По дороге шествуют гуськом человек десять. Впереди всех длинный рыжий джентльмен — конторщик, господин Джорж Манкольд, со съехавшей на затылок панамой. На лбу его сияет великолепная, заклеенная розовым пластырем шишка. В одной руке огромная бутыль с молоком, в другой не менее большой каравай хлеба. За ним идет мисс Елена. За Еленой — Молли Манкольд. За Молли — Алиса, Кетти, Мэли, Лиза и Луиза. У каждой из барышень по небольшой корзиночке в руках. В корзиночках уложены самым тщательным образом всевозможные съедобные припасы, от колбасы до яблок.
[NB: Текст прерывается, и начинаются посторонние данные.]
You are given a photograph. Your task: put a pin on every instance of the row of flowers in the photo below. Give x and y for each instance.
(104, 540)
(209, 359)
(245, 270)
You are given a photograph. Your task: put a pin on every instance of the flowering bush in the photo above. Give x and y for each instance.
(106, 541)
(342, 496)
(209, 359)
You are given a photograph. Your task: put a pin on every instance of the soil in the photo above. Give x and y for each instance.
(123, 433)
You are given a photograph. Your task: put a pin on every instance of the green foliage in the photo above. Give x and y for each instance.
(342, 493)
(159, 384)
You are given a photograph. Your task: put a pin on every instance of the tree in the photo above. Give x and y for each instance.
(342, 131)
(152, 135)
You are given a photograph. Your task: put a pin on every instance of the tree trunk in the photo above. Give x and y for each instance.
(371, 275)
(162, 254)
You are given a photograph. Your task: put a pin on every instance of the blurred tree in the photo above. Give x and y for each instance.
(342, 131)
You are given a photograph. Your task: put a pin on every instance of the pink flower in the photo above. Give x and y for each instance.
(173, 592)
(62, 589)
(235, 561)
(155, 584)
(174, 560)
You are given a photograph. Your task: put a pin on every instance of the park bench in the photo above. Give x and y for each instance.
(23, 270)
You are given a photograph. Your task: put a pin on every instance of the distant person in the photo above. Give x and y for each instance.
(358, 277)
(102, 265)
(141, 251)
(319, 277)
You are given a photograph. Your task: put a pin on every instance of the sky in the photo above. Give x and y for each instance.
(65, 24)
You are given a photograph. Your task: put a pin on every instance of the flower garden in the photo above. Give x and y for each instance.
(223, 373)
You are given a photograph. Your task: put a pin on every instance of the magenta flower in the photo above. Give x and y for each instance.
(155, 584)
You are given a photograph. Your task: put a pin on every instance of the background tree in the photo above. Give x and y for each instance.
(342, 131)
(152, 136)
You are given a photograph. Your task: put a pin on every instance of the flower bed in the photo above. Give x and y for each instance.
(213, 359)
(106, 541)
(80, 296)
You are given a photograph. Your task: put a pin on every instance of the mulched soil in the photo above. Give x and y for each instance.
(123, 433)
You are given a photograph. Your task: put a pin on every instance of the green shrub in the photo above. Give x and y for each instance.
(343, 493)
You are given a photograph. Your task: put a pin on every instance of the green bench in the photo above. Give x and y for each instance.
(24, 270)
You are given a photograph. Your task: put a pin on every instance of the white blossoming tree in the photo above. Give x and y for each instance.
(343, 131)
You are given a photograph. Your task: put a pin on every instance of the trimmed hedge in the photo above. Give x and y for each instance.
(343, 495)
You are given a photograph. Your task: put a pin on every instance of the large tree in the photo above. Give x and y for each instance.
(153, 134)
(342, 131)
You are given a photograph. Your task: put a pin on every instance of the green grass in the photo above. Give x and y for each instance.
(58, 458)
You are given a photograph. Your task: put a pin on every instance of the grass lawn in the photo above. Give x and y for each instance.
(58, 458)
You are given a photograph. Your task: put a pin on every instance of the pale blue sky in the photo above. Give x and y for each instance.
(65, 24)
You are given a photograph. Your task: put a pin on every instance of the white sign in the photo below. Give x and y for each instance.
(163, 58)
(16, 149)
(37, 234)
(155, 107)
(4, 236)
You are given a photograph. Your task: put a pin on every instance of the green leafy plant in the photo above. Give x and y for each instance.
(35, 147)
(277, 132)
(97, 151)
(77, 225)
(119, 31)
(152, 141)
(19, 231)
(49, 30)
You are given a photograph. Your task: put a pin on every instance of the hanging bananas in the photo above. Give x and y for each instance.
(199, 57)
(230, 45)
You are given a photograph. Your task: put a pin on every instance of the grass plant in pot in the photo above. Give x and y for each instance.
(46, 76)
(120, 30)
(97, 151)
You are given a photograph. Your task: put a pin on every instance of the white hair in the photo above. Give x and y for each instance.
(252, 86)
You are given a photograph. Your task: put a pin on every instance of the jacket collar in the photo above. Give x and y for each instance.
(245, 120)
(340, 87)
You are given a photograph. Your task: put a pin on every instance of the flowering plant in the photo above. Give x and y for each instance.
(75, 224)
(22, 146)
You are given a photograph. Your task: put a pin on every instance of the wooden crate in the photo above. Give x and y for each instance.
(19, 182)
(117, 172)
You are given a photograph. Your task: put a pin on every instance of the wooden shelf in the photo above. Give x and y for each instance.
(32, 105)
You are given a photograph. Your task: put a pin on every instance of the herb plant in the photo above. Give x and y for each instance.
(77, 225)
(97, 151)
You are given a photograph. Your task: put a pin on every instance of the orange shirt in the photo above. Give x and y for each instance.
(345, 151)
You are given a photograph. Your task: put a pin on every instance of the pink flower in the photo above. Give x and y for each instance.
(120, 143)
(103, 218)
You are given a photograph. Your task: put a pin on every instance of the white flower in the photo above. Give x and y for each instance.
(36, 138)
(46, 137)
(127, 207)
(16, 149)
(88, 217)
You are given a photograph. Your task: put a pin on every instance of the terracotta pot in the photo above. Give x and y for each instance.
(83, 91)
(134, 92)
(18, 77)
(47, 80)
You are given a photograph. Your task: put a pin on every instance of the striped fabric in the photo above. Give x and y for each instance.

Шествие замыкает маленький толстенький Бен Джимс, который, отдуваясь от жары, несет большой никелевый самовар, осторожно сжимая его в объятиях. Кран самовара, незаметно для Джимса, открылся, и порядочная струйка, к счастью, еще холодной воды весело сбегает на его белый костюм и безукоризненные желтые туфли.
Все это кажется мне до того забавным, что я опускаю на землю Ниночку и, задыхаясь от смеха, сажусь на придорожную скамью.
Левка шмыгает за широкий ствол дерева и прячется там. Его не успели разглядеть. Но зато меня заметили сразу.
— Мисс Лида! М-lle Лида! М-lle Воронская! — слышу я приветственные крики, и вмиг нас с малюткой Ниной окружают молодые леди и джентльмены.
— Какая прелесть! О, маленькая птичка! — восторгаются они моей сестренкой.
Ниночка — крайне благоразумная для своих четырех лет маленькая особа. Но тут она растерялась: я вижу, как губки у нее складываются в плаксивую гримасу, носик морщится. Вот-вот она сейчас разразится плачем от этих непрошенных ласк и поцелуев.
Как избавить от них сестренку?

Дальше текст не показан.